The question is, why not try to detect every TTP in the MITRE ATT&CK framework? Won’t that guarantee complete coverage? The answer is more complicated.
One could argue that, if you can detect all the TTPs in ATT&CK, you should also be able to defend against all of the adversaries in ATT&CK. While technically true, many TTPs are not inherently malicious.
For example, Account Discovery (T1087) could be any of 33 different actions, including ones as benign as running “net user /domain". If you were to alert every time “net user /domain” occurred, you’d drown SecOps in false positives. There are many TTPs in ATT&CK that, when used legitimately, are benign.
It’s important to strike a balance between alerting on every TTP and maintaining SecOps efficiency.
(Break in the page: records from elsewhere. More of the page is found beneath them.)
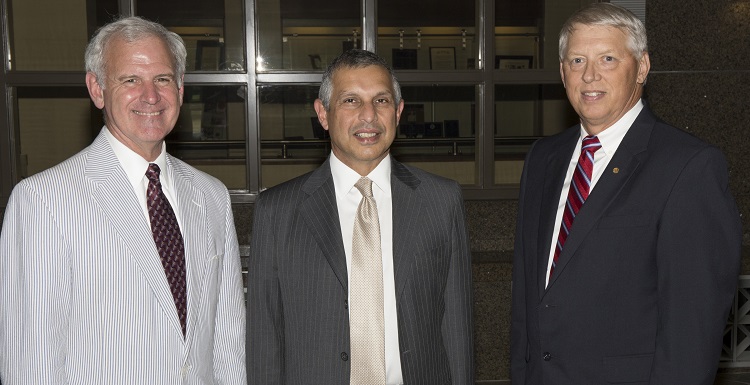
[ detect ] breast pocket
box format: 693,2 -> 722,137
602,354 -> 654,384
599,214 -> 651,229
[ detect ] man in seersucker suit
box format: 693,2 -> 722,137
0,17 -> 247,385
248,50 -> 473,385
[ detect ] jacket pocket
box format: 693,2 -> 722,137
602,353 -> 654,384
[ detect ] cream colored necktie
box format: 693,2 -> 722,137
349,177 -> 385,385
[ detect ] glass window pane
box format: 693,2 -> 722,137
391,85 -> 478,185
136,0 -> 246,72
17,86 -> 104,178
495,0 -> 595,70
494,84 -> 578,184
167,85 -> 247,189
256,0 -> 362,72
378,0 -> 478,70
10,0 -> 118,71
258,85 -> 331,188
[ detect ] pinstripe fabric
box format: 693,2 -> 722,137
253,157 -> 473,385
0,129 -> 245,385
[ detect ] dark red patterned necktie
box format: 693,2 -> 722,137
146,163 -> 187,335
549,136 -> 602,278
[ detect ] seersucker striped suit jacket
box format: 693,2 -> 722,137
0,128 -> 246,385
247,160 -> 473,385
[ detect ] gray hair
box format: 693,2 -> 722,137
85,16 -> 187,88
559,3 -> 648,61
318,49 -> 401,110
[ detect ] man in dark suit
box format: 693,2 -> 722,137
248,50 -> 473,385
511,3 -> 741,385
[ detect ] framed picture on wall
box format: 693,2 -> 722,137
430,47 -> 456,70
495,55 -> 534,70
391,48 -> 417,70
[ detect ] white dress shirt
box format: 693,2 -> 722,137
104,126 -> 182,229
545,100 -> 643,287
330,153 -> 403,385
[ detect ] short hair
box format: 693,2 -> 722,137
559,3 -> 648,61
318,49 -> 401,110
85,16 -> 187,88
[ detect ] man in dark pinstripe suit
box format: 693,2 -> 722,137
248,50 -> 473,385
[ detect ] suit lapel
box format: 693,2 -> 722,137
537,125 -> 581,297
299,160 -> 349,290
391,160 -> 422,298
167,154 -> 209,338
85,130 -> 180,330
547,106 -> 656,288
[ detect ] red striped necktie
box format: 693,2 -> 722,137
549,136 -> 602,278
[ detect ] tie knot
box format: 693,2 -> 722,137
146,163 -> 161,182
354,176 -> 372,198
581,136 -> 602,154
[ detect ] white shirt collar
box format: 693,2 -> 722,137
103,126 -> 172,188
581,99 -> 643,155
330,152 -> 391,200
579,99 -> 643,156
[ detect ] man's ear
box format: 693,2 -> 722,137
313,99 -> 328,131
638,52 -> 651,84
86,72 -> 104,110
560,62 -> 565,88
178,75 -> 185,106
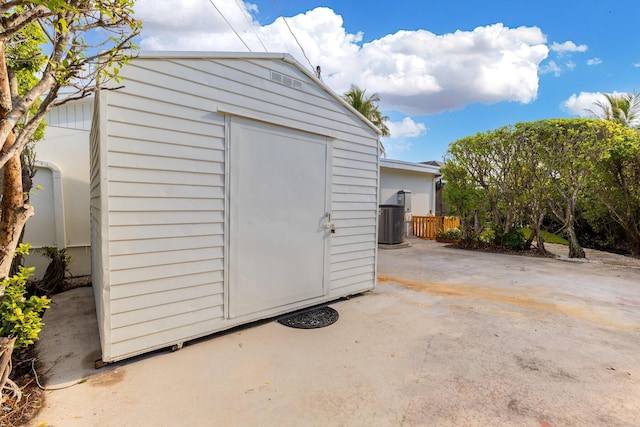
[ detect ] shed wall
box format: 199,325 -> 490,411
91,58 -> 378,361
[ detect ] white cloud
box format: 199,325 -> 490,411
136,0 -> 549,114
551,41 -> 589,55
387,117 -> 427,138
540,61 -> 562,77
382,117 -> 428,158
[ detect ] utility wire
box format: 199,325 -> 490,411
236,0 -> 269,52
209,0 -> 253,52
273,0 -> 314,70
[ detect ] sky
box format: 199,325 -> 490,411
135,0 -> 640,162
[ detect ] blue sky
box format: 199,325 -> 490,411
136,0 -> 640,162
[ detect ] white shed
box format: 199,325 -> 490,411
91,52 -> 379,362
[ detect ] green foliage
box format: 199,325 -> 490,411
581,129 -> 640,255
436,227 -> 462,240
442,119 -> 619,256
343,85 -> 390,136
0,245 -> 51,348
493,228 -> 527,251
522,227 -> 569,246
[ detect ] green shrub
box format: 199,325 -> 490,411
494,228 -> 527,251
0,247 -> 51,348
436,227 -> 462,240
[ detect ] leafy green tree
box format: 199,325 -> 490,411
443,119 -> 618,258
342,85 -> 391,156
589,91 -> 640,129
0,0 -> 141,286
343,85 -> 390,136
532,119 -> 615,258
584,127 -> 640,256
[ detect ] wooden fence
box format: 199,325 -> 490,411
411,216 -> 460,240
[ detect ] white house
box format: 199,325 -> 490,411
23,98 -> 93,278
91,53 -> 379,362
379,159 -> 440,216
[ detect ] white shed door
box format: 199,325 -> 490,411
228,118 -> 330,317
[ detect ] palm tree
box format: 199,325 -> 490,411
342,85 -> 390,136
588,90 -> 640,129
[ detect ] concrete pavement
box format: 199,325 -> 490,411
31,240 -> 640,427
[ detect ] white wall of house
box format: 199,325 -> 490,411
24,99 -> 93,278
380,159 -> 440,216
90,53 -> 379,361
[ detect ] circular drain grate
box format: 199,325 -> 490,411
278,306 -> 338,329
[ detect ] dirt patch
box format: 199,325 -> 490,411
378,277 -> 640,331
0,348 -> 45,427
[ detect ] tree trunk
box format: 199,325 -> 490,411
567,226 -> 586,258
0,337 -> 21,402
0,42 -> 33,286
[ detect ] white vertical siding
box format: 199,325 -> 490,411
89,94 -> 111,355
92,55 -> 378,361
46,98 -> 93,131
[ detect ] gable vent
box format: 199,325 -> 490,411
271,71 -> 302,89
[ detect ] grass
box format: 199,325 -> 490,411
522,228 -> 569,246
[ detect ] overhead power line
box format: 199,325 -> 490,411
209,0 -> 253,52
273,0 -> 314,70
236,0 -> 269,52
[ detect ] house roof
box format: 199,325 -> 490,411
380,159 -> 440,176
137,51 -> 382,137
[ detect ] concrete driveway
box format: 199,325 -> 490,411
31,240 -> 640,427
By alerting on every TTP in ATT&CK without context, your team will inevitably suffer from alert fatigue, until they ultimately tune out certain alerts and miss actual attacks.
To address this, low fidelity alerts should be used only in context, such as who ran the process, what its parent process was, whether remote access was involved, and other factors that can be used to identify if a TTP is part of an attack or just benign behavior.
The low fidelity example “alert me when net user /domain is run” put in context becomes this higher fidelity alert, “alert me when net user /domain is run by a non-shell process or by a domain user under a shell whose parent tree doesn’t contain explorer when that user is not a member of domain admins”.
A chain of TTPs that tie malicious activity together is known as an Indicator of Behavior, contrasted by adversary emulation plans (AEPs), which are a full document of the TTPs used by a specific adversary group.
Instead of alerting on every TTP in ATT&CK, a more effective approach is to test your environment against a fully developed attack simulation that takes into account the TTPs of an attack. The attack simulation gives your team actionable feedback on where you may need additional logging or where you should add new policies and technologies.